Figure 2. Results of the selection test for two gene sets.

(a) Effect directions for cis-eQTLs of mitochondria-related genes in liver. A consistent bias is seen for the B6 alleles to upregulate expression. A lower-bound estimate for the number of genes with cis-regulation under lineage-specific selection is the difference in height between the two bars (numbers in green). (b) Effect directions for cis-eQTLs of adult locomotory behavior-related genes in liver. A consistent bias is seen for the CAST alleles to upregulate expression. This does not imply that the expression changes in liver are relevant for this trait, as the effect is seen in all three tissues, and thus is not tissue-specific.

Figure 3. Results of the selection test in RNA-seq data.

(a) Directions of allelic expression bias for mitochondria and locomotory-related genes in day 9.5 embryos.
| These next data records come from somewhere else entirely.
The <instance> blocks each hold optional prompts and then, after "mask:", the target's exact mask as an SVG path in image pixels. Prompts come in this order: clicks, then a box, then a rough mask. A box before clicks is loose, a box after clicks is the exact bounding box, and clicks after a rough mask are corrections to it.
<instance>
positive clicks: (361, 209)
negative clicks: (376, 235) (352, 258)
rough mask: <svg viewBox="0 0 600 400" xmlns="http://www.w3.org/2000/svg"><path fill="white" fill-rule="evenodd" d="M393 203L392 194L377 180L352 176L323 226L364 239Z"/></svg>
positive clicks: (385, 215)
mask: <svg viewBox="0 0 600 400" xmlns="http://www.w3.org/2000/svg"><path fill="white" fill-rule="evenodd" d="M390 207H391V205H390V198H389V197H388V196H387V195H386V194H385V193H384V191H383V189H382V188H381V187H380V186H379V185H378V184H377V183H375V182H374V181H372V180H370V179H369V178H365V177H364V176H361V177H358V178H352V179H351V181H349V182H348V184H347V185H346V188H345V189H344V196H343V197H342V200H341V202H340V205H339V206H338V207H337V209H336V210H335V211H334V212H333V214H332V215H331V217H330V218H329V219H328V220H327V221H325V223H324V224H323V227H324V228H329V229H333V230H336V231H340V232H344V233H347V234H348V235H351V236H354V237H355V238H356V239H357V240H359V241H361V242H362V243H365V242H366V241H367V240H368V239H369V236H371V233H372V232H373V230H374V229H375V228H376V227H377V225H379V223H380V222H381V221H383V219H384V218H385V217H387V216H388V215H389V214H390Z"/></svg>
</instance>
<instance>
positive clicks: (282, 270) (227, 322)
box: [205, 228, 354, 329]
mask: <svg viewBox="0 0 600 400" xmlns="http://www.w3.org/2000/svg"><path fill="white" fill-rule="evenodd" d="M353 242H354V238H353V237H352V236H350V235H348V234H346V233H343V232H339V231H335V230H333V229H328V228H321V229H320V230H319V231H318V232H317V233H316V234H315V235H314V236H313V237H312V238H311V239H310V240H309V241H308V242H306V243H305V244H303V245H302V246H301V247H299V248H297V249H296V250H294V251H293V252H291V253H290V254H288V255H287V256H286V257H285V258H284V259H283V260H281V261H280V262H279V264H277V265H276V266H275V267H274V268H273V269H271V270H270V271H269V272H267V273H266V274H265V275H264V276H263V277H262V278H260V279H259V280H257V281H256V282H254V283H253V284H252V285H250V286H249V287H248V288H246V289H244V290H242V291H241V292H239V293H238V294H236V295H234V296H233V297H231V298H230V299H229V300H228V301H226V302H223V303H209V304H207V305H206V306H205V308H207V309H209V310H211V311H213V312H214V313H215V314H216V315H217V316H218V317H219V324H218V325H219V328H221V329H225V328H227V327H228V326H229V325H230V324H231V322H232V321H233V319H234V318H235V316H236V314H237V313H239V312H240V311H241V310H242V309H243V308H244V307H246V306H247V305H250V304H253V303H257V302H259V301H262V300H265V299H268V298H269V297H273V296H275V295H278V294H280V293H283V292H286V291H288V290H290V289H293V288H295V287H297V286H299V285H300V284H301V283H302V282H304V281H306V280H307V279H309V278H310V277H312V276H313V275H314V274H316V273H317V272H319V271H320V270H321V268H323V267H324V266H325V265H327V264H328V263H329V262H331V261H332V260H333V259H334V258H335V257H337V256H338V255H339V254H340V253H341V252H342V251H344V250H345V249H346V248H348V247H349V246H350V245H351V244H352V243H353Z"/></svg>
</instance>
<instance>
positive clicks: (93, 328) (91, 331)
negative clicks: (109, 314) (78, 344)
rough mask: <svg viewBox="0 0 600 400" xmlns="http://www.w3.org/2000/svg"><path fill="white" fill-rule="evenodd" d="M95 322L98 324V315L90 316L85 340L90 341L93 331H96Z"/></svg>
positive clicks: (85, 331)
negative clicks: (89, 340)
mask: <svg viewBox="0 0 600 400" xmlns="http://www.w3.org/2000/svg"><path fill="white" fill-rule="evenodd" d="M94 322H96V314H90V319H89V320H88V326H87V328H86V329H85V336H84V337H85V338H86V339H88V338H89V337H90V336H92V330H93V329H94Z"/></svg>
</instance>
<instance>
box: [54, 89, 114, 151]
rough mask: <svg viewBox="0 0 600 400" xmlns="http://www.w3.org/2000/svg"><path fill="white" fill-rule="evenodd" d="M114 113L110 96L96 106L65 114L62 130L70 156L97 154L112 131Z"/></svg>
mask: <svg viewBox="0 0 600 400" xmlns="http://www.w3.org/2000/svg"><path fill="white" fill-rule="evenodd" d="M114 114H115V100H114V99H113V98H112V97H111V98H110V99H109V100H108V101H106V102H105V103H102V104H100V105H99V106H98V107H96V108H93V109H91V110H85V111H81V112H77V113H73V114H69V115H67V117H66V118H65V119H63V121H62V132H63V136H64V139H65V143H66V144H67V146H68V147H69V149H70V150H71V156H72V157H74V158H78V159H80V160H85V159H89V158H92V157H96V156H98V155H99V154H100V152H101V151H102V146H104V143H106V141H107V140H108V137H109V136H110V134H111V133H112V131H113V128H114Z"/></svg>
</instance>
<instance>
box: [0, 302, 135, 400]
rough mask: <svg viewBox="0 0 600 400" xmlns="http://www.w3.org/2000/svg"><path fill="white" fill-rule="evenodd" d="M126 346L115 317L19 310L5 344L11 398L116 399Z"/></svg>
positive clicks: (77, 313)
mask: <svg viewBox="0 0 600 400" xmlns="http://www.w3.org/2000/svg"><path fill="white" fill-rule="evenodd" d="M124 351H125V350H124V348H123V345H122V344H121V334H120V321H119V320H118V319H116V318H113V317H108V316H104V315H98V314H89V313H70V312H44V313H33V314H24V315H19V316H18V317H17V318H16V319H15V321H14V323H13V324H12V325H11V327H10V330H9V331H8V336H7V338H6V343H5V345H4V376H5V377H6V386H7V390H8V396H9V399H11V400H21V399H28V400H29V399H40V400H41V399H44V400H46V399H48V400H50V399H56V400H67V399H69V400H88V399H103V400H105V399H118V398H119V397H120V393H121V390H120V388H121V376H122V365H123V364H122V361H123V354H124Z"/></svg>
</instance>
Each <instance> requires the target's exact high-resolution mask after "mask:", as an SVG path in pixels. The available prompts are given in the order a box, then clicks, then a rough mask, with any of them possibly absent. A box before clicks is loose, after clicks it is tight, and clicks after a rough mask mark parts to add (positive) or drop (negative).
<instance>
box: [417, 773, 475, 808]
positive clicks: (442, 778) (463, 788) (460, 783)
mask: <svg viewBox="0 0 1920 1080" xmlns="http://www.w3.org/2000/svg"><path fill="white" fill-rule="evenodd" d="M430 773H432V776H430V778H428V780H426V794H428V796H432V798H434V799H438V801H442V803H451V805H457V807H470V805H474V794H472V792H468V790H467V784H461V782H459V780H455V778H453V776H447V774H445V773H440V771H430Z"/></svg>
The significance indicated by asterisks is the same as in Figure 2. (b) Directions of allelic expression bias for calmodulin-binding and memory-related genes in day 9.5 embryos.

Figure 4. Overlap between morphological and expression QTLs.

(a) QTL scan for naso-anal length of CxB females is shown in red, where the magnitude of the log₁₀ of the trait/genotype regression p-value is plotted for each of 1,438 genetic markers (in genomic order, starting with chromosome 1). Positive values indicate the B6 allele is associated with longer mice, while negative values indicate the opposite (scale is to the left). The blue and green lines are analogous, where the traits are expression of two growth-related genes, Dcaf13 and Sp3, in CxB female brain; positive values indicate the B6 allele up-regulates expression, while negative values indicate the opposite (scale is to the right). (b) As in part (a), except for male mice, and eQTL data are shown for another growth-related gene, Ept1 (in CxB male brain).